Zannetmiyorum; çünkü borcumuzu bine katlayan faizler veriyoruz.
Başkaca da düşünülebilecek bir sebep kalmıyor geriye.
Yoksa AKP, "iktidar koltuğunun sarsılmaması" için mi ABD'yi Kıbrıs'a kondurtuyor?
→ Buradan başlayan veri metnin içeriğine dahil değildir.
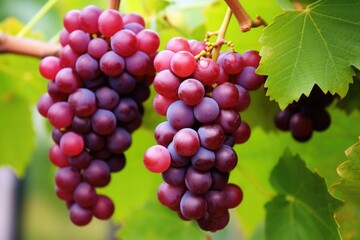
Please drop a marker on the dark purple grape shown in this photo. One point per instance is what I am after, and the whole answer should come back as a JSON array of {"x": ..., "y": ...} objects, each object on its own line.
[
  {"x": 193, "y": 206},
  {"x": 87, "y": 67},
  {"x": 81, "y": 125},
  {"x": 126, "y": 110},
  {"x": 170, "y": 195},
  {"x": 226, "y": 158},
  {"x": 67, "y": 178},
  {"x": 103, "y": 207},
  {"x": 164, "y": 133},
  {"x": 119, "y": 141},
  {"x": 97, "y": 173},
  {"x": 229, "y": 120},
  {"x": 197, "y": 182},
  {"x": 116, "y": 162},
  {"x": 219, "y": 179},
  {"x": 216, "y": 201},
  {"x": 207, "y": 110},
  {"x": 176, "y": 159},
  {"x": 301, "y": 127},
  {"x": 123, "y": 84},
  {"x": 80, "y": 216},
  {"x": 82, "y": 102},
  {"x": 203, "y": 160},
  {"x": 106, "y": 98},
  {"x": 174, "y": 176},
  {"x": 94, "y": 141},
  {"x": 80, "y": 161},
  {"x": 103, "y": 122},
  {"x": 180, "y": 115}
]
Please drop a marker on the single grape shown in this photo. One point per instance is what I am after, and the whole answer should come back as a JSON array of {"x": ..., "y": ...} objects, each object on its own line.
[
  {"x": 147, "y": 41},
  {"x": 119, "y": 141},
  {"x": 197, "y": 182},
  {"x": 82, "y": 102},
  {"x": 190, "y": 91},
  {"x": 167, "y": 84},
  {"x": 212, "y": 136},
  {"x": 234, "y": 195},
  {"x": 183, "y": 64},
  {"x": 207, "y": 110},
  {"x": 112, "y": 64},
  {"x": 164, "y": 133},
  {"x": 157, "y": 159},
  {"x": 97, "y": 174},
  {"x": 180, "y": 115},
  {"x": 72, "y": 143},
  {"x": 67, "y": 178},
  {"x": 174, "y": 176},
  {"x": 103, "y": 207},
  {"x": 207, "y": 71},
  {"x": 193, "y": 206},
  {"x": 57, "y": 157},
  {"x": 103, "y": 122},
  {"x": 170, "y": 195},
  {"x": 203, "y": 159},
  {"x": 110, "y": 22},
  {"x": 186, "y": 142},
  {"x": 226, "y": 158},
  {"x": 80, "y": 216},
  {"x": 60, "y": 115},
  {"x": 49, "y": 67},
  {"x": 85, "y": 195}
]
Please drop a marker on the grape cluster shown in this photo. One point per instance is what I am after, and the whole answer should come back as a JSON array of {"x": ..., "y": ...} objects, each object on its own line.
[
  {"x": 94, "y": 102},
  {"x": 201, "y": 99},
  {"x": 306, "y": 115}
]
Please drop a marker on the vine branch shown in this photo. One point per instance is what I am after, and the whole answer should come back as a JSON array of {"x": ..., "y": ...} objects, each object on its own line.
[
  {"x": 27, "y": 46},
  {"x": 114, "y": 4},
  {"x": 243, "y": 18},
  {"x": 221, "y": 34}
]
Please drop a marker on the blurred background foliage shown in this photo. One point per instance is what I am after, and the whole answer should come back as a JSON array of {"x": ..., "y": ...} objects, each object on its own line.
[{"x": 25, "y": 136}]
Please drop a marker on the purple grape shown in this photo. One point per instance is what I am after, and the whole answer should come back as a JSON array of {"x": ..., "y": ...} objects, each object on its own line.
[{"x": 97, "y": 174}]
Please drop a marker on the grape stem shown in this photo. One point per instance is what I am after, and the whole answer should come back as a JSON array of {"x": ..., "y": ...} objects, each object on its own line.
[
  {"x": 27, "y": 46},
  {"x": 114, "y": 4},
  {"x": 243, "y": 18},
  {"x": 221, "y": 34}
]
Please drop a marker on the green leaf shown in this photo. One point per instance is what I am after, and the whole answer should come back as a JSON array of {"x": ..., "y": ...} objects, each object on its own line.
[
  {"x": 156, "y": 222},
  {"x": 314, "y": 46},
  {"x": 349, "y": 173},
  {"x": 351, "y": 102},
  {"x": 17, "y": 135},
  {"x": 289, "y": 5},
  {"x": 303, "y": 207}
]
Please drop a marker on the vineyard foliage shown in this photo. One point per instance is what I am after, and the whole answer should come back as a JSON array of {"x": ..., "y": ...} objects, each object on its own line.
[{"x": 291, "y": 190}]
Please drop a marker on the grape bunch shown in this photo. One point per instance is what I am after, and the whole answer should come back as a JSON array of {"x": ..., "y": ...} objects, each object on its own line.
[
  {"x": 201, "y": 99},
  {"x": 94, "y": 102},
  {"x": 305, "y": 116}
]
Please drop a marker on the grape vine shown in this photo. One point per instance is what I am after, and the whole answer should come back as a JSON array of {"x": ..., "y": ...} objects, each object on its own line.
[
  {"x": 201, "y": 96},
  {"x": 94, "y": 102}
]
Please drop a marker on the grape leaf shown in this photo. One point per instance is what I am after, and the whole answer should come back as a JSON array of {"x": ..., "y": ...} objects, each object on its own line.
[
  {"x": 317, "y": 45},
  {"x": 303, "y": 207},
  {"x": 351, "y": 102},
  {"x": 17, "y": 135},
  {"x": 149, "y": 224},
  {"x": 349, "y": 173},
  {"x": 289, "y": 5}
]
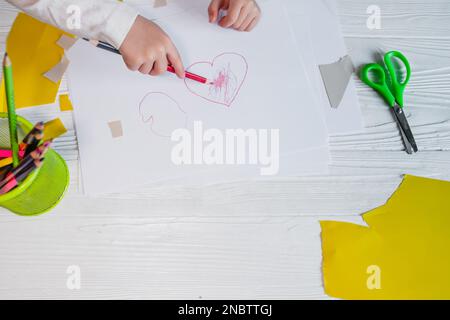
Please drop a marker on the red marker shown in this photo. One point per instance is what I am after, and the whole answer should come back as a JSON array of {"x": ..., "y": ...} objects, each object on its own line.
[{"x": 108, "y": 47}]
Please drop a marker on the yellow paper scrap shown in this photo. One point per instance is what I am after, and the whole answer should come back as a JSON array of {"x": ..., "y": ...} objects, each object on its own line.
[
  {"x": 64, "y": 103},
  {"x": 404, "y": 253},
  {"x": 53, "y": 129},
  {"x": 56, "y": 73},
  {"x": 32, "y": 47}
]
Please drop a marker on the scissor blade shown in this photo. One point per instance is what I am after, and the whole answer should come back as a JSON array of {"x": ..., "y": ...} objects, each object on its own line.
[{"x": 405, "y": 128}]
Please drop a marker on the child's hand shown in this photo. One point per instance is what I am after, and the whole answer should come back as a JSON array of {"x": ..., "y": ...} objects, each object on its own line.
[
  {"x": 242, "y": 15},
  {"x": 148, "y": 48}
]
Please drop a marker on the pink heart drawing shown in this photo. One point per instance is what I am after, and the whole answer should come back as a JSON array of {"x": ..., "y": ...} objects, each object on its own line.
[
  {"x": 162, "y": 113},
  {"x": 227, "y": 73}
]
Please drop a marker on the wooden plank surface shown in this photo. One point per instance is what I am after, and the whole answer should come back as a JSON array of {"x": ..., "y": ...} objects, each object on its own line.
[{"x": 239, "y": 240}]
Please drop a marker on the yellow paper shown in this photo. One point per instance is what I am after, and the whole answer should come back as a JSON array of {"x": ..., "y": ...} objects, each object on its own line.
[
  {"x": 53, "y": 129},
  {"x": 64, "y": 103},
  {"x": 403, "y": 254},
  {"x": 33, "y": 50}
]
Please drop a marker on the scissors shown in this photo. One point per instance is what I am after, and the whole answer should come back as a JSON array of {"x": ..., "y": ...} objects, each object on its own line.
[{"x": 393, "y": 94}]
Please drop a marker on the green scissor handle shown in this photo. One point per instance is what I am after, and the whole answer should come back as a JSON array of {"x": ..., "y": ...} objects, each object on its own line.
[
  {"x": 381, "y": 85},
  {"x": 394, "y": 95},
  {"x": 397, "y": 87}
]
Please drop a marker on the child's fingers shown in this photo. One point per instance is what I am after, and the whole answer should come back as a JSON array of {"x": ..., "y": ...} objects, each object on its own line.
[
  {"x": 159, "y": 67},
  {"x": 252, "y": 24},
  {"x": 213, "y": 10},
  {"x": 243, "y": 15},
  {"x": 176, "y": 62},
  {"x": 146, "y": 68},
  {"x": 232, "y": 15}
]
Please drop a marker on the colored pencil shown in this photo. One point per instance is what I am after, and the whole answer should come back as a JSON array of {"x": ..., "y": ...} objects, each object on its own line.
[
  {"x": 171, "y": 69},
  {"x": 6, "y": 162},
  {"x": 13, "y": 181},
  {"x": 38, "y": 127},
  {"x": 8, "y": 153},
  {"x": 37, "y": 138},
  {"x": 22, "y": 167},
  {"x": 12, "y": 118}
]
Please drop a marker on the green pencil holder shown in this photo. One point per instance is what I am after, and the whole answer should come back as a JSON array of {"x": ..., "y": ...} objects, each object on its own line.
[{"x": 44, "y": 188}]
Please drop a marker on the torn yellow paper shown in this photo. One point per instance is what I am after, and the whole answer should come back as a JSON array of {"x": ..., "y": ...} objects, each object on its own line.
[
  {"x": 64, "y": 103},
  {"x": 33, "y": 50},
  {"x": 53, "y": 129},
  {"x": 404, "y": 253}
]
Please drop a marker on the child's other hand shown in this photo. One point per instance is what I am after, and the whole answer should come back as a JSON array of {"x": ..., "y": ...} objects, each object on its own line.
[
  {"x": 242, "y": 15},
  {"x": 148, "y": 48}
]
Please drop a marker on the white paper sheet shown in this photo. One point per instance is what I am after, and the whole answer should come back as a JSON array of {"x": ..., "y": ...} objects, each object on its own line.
[
  {"x": 328, "y": 45},
  {"x": 266, "y": 90}
]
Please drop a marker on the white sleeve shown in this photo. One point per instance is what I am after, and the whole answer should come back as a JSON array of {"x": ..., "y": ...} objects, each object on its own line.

Bush ile yapılan görüşmede KKTC'ye Amerikan askerlerinin konuşlanabileceği, AB bahanesiyle geri çekilen Türk askerinin boşaltacağı alanı, "Amerika'nın kendine üs yapabileceği" taahhüdü mü verildi?
AKP iktidarı, bu can alıcı suallere açıklık getirmek zorundadır.
Irak'ı işgal ederken Kofi Annan'ı kaale bile almayan ABD, Türkiye'nin Annan Planı'na tam râm olmasını desteklediklerini, "Kıbrıs'ta Annan Planı dışında artık bir başka seçeneğin olmadığı" hususunda aynen AB gibi düşündüklerini deklare ediyor.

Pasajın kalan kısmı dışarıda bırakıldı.